Lately I’ve found that I really miss playing music regularly. When I first joined Red Hat in 2008, the plan was for me to move up to New England so I could join most of my coworkers in the Westford office. As a result, I gracefully exited the musical projects I was involved in at the time, so they wouldn’t be hampered by my sudden move. However, a plummeting housing market in the DC area and my mother’s struggles with her spinal problems put the kibosh on my move, and circumstances led to me basically just working from home. That has continued to work out pretty well for both me and Red Hat, so I don’t see it changing any time in the near future.

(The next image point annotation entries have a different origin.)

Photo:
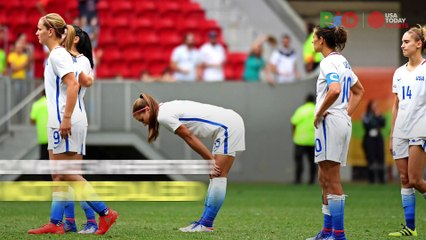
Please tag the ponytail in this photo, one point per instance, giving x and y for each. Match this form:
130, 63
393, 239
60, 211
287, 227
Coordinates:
143, 101
334, 36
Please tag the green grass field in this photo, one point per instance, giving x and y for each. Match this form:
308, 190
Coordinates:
250, 211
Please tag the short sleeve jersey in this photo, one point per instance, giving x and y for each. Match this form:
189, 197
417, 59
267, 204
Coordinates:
410, 87
202, 120
335, 69
59, 64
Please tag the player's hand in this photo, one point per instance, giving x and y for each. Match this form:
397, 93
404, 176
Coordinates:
65, 128
214, 170
319, 118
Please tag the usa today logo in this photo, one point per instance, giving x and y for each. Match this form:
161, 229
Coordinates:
373, 20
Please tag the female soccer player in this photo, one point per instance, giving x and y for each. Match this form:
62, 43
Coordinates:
338, 94
191, 120
67, 124
79, 45
408, 132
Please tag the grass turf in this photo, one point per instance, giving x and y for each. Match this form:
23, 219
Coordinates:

The unfortunate result, though, is that I haven’t been playing music regularly now for several years. And that gets me right where it hurts — in my work/life balance. Anyone who knows me knows I put a high value on that balance. I’ve been better at achieving it over the past couple of years. But the question I’ve asked myself lately is “to what end?”. Sure, I get to spend more time with my family, but it’s not like we are busy every second of every night or weekend. So the question is, am I doing the best with that non-work time that I could? And the answer to myself was no. I was missing the fun of being creative, and that’s what music does for me.
So I decided to challenge myself to get back into the music scene in the local area. I wouldn’t say that Fredericksburg, Virginia is a bustling music marketplace, but we do have our share of venues and bands. There are some limitations: most of what people are playing around here is bar music, i.e. classic rock, country, and/or blues (or hard metal, which is just not my bag, baby). That means I have to do away somewhat with my predisposition, which is singer/songwriter stuff in the folk/rock/pop genre. Because when you’re playing professionally, you are working in a marketplace, and rule number one is, the customer is always right. And if the customer wants to hear “Gimme Three Steps” for the eight thousandth frickin’ time, then I’m going to do my best to chew it up — dig?

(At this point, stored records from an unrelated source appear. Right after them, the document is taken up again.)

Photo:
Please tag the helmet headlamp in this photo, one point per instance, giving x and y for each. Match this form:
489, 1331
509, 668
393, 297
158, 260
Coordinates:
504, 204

Letting go of my personal feelings about tunes I like (or don’t), though, has been easier to solve than another issue: finding great people to play with. I’ve done auditions for a while now, and I’ve discovered — or maybe rediscovered, since I probably knew this long ago the last time I was auditioning — that auditions are a two-way street. When I show up for an audition with a group, they’re not just seeing whether I’m good for them, I’m determining whether they’re good for me. So far the second half of that equation has been missing. So I’m trying to branch out beyond just answering ads, and try to meet other musicians who maybe aren’t actively looking. It stands to reason that many great musicians in the area are already hooked up with a group, simply because they’re great and everyone knows it.

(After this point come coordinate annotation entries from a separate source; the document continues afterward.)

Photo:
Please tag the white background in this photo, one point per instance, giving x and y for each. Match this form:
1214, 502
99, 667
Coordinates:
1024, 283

Fortunately I’ve found there are worthwhile open mic sessions in the area. I’ve never done these before — I found all my previous work through referrals and recommendations, working with a series of steadily excellent musicians. Not being a born extrovert, I also found that I had some trepidation about attending an open mic. What if I didn’t know the tunes? What if no one wanted me on stage? What if none of the other players was any good? Then I realized all these what-if’s were basically killing any positive outcome before it even had a chance. If I went, sure, there was a chance it might not end up having value. But if I didn’t, then there was a 100% chance it wouldn’t have any value. So it’s pretty simple — just go, already!
It’s turned out pretty well so far — I’ve found that there are some truly great musicians around this area. Sure, they may all be in good bands already, but they also tend to know each other, and the way I look at it, if they start to know who I am, they’ll be able to give me or someone else a heads-up for a situation that might be good for me. The open mic is just as much a networking opportunity as a musical one. So by embracing that opportunity my hope is to get more wired into the local scene, make some new friends, and maybe find a referral to play with some great musicians again. I think the key is not just to go, but to keep going. That’s reinvigorated me, so that I’m practicing more on my own again — and it’s helped me shake the rust and dust off.
So today, I’m going out again to an open mic that was fun last Sunday, after which I’m headed off to another audition. And while the other guys are certainly going to audition me, I’m also going to audition them. So don’t just wish me luck — wish them luck too!